Age-associated white matter lesions: the MRC Cognitive Function and Ageing Study

Abstract

Cerebral white matter lesions (WML) are common in the aging brain and are associated with dementia and depression. They are associated with vascular risk factors and small vessel disease, suggesting an ischemic origin, but recent pathology studies suggest a more complex pathogenesis. Studies using samples from the population-representative Medical Research Council Cognitive Function and Ageing Study neuropathology cohort used post-mortem magnetic resonance imaging to identify WML for further study. Expression of hypoxia-related molecules and other injury and protective cellular pathways in candidate immunohistochemical and gene expression microarray studies support a role for hypoxia/ischemia. However, these approaches also suggest that immune activation, blood-brain barrier dysfunction, altered cell metabolic pathways and glial cell injury contribute to pathogenesis. These abnormalities are not confined to WML, but are also found in apparently normal white matter in brains with lesions, suggesting a field effect of white matter abnormality within which lesions arise. WML are an active pathology with a complex pathogenesis that may potentially offer a number of primary and secondary intervention targets.

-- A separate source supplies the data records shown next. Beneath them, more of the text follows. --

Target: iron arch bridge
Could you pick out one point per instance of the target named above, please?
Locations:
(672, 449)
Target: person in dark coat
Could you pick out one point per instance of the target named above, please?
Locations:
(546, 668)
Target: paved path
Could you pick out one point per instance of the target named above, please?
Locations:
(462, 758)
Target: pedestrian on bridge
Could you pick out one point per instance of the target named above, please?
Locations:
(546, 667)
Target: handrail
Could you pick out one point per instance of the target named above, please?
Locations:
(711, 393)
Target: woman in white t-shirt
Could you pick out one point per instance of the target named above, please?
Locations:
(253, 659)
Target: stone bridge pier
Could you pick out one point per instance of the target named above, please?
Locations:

Keywords: aging; blood-brain barrier; dementia; small vessel disease; vascular; white matter lesions.

Figure 1

Magnetic resonance imaging scan of fixed brain slices. Left: high signal in the white matter identifies a periventricular lesion (arrow) and a deep white matter lesion (star). Right: slice at occipital level showing periventricular areas of high signal.

Figure 2

A. Immunohistochemistry for +13 isoform of microtubule‐associated protein‐2 identifies a process‐bearing oligodendrocyte precursor cells (arrow). B. Clasmatodendritic astrocytes labeled for fibrinogen (arrows). C. Double‐immunohistochemistry for glial fibrillary acidic protein (GFAP) (red) and CD68 (brown). The clasmatodendritic astrocyte labels for GFAP (arrow), but not CD68, antibody to which shows granular labeling of microglial processes. D. Amoeboid microglia in a deep subcortical white matter lesions. E. Ramified microglial labeled for major histocompatibility complex class II in a periventricular lesion (arrows). Magnification bars all 50 μm.

Figure 3

Possible pathogenic mechanisms for white matter damage in the context of vascular and Alzheimer‐related pathologies. Factors such as aging and small vessel disease may result in glial injury and inflammation, acting via a number of pathogenic mechanisms, including cell damage and senescence, inflammation, ischemia and vascular dysfunction, which may include blood–brain barrier changes and altered drainage. Glial injury and inflammation may then damage myelin and axons, resulting in the myelin pallor observed histologically. Alzheimer's may also act through small vessel ischemia related to cerebral amyloid angiopathy (CAA), while neurodegeneration related to neurofibrillary tangle (NFT) formation may directly cause axonal damage and secondary myelin loss. Although shown with arrows, mechanisms are interactive and processes may go in both directions and produce feed‐forward cycles. Further, different antecedents may cause white matter pallor and dysfunction via different routes and predilection to affect either myelin or axon primarily. These differing routes to white matter injury and lesion formation require definition.